Temperatures soar as the heat wave hits the western U.S. and Canada Weather News


The “extreme and prolonged” heat wave raises concerns for the elderly, homeless and other especially vulnerable people.

Authorities in the western U.S. and Canada are warning residents to take precautions as a historic heat wave hit the region on Saturday, sending temperatures rising and pushing local officials to open emergency cooling centers. .

All U.S. states in Washington and Oregon and parts of Idaho, Wyoming and California received an excessive heat warning, as temperatures would rise dramatically over the weekend and until next week, the Meteorological Service said. National (NWS).

“This event will likely be one of the most extreme and prolonged heat waves in history recorded in the Northwest Interior,” the NWS said.

Dozens of record daily temperatures are expected to be set across the region, with monthly and even historical records at risk of falling, according to the service.

Some of the affected areas are usually accustomed to milder weather and many residents do not have air conditioning, which has raised concerns about the safety of the elderly, homeless and others who are particularly vulnerable to extreme heat.

Abram Horn, 3, enjoys shaving ice with his brother Ephraim Horn, 5, and his father Trevor Horn during a heat wave in Seattle, Washington, on June 26th. [Karen Ducey/Reuters]

The hot weather caused forest farmers to rush to harvest crops before they rotted in the vineyard and fishery managers worked to keep sockeye salmon threatened out of danger from too much river water. hot.

Shops ran out of air conditioners and portable fans, some hospitals canceled outdoor vaccination clinics, cities opened cooling centers, baseball teams canceled or changed weekend games and utilities prepared for possible blackouts.

Officials in Multnomah County, Oregon, called for volunteers to help staff cooling centers, while Portland General Electric announced there were about 120 crews working over the weekend to respond to any disruptions, though the company he said he did not anticipate service interruptions.

In Seattle, Washington, local resident James Bryant took to air conditioning in anticipation of extreme heat. Most houses in the city do not have air conditioning. “My house is already hot and therefore with the heat added over the next few days – I have kids, I have to make sure they don’t get too hot,” Bryant said.

“Spraying” records

North of the border, the Canadian government as well issued a heat warning for parts of the western provinces of British Columbia, Alberta and Saskatchewan, as well as the Yukon and the Northwest Territories.
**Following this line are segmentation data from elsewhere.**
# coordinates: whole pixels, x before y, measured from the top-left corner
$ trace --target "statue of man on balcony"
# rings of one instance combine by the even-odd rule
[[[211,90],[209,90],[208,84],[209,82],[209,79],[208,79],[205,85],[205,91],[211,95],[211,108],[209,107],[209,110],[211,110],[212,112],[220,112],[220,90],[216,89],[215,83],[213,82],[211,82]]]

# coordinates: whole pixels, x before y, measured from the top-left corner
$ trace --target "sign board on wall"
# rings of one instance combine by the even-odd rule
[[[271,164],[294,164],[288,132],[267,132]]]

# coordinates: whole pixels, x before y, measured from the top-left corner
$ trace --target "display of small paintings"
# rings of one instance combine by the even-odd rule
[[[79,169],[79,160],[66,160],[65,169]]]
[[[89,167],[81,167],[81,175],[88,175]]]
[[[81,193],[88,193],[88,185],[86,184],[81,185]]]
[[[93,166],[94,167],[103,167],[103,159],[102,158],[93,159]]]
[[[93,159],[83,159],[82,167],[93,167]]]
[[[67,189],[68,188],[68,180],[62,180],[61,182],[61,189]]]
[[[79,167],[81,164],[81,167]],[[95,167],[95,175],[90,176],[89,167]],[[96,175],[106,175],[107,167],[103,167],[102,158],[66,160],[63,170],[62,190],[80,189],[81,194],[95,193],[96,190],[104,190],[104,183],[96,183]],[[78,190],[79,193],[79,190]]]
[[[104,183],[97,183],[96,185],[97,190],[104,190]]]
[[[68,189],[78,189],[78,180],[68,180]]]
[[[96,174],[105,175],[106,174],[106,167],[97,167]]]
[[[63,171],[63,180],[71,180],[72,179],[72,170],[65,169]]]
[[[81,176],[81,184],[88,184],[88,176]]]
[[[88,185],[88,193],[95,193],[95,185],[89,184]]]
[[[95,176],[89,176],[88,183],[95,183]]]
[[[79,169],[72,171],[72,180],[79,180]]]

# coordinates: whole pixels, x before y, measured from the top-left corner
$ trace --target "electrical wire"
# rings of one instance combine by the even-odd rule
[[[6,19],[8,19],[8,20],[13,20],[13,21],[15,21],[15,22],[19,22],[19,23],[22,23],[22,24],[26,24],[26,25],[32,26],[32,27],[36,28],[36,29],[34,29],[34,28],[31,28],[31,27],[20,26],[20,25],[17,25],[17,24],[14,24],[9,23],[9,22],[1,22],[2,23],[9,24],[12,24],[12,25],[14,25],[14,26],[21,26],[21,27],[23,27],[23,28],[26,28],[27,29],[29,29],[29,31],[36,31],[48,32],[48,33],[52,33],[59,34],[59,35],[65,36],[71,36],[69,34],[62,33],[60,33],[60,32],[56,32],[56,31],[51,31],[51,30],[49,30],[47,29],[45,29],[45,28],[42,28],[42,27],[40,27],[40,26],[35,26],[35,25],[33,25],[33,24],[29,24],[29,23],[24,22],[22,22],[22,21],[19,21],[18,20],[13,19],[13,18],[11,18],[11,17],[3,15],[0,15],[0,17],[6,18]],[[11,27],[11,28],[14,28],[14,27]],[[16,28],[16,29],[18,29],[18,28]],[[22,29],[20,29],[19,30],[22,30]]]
“I like to break a record, but that’s like smashing and pulverizing them,” said David Phillips, senior climatologist at Environment Canada. he said local news CTV News. “It’s hotter in some parts of western Canada than in Dubai.”
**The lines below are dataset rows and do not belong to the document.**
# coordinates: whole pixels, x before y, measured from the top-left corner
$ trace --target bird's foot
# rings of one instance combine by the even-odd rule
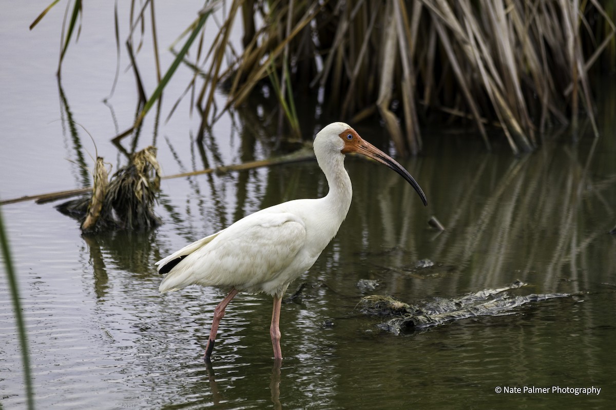
[[[212,352],[214,350],[214,341],[211,339],[208,340],[208,347],[205,349],[205,355],[203,356],[203,360],[206,361],[211,361],[210,358],[212,357]]]

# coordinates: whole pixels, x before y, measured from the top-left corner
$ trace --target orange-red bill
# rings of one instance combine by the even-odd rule
[[[421,187],[419,186],[415,178],[408,173],[404,167],[398,164],[397,161],[383,152],[372,144],[365,141],[352,128],[349,128],[344,132],[340,133],[340,138],[344,141],[344,148],[342,148],[342,154],[349,152],[357,152],[365,155],[369,158],[372,158],[381,164],[384,164],[395,171],[400,176],[403,178],[407,182],[415,188],[421,202],[424,205],[428,205],[428,200],[426,199],[426,194],[424,194]]]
The heat wave comes after official data shows that earlier this month, 88% of the western US it was in a state of drought exacerbated by climate change. The lakes have historically been at low levels and restrictions on water use have been imposed throughout the region.
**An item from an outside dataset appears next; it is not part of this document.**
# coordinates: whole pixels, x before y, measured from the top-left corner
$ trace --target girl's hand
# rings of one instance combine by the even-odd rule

Experts told Al Jazeera that the drought fueled by climate change dries out reservoirs and also contributes to a first season of fires.

“The southwestern United States is in a period of prolonged drought, or megadrought, of those we haven’t seen on the observation record in recent millennia,” said John Abatzoglou, associate professor at the University of California who researches climate and weather.

Kristie Ebi, a professor at the University of Washington who studies global warming and its effects on public health, said the expanded “heat dome” was a taste of the future for the Pacific Northwest. Climate change reshapes weather patterns around the world.

“We know from tests around the world that climate change increases the frequency, intensity and duration of heat waves. We will have to get used to this in the future, ”he told the Associated Press.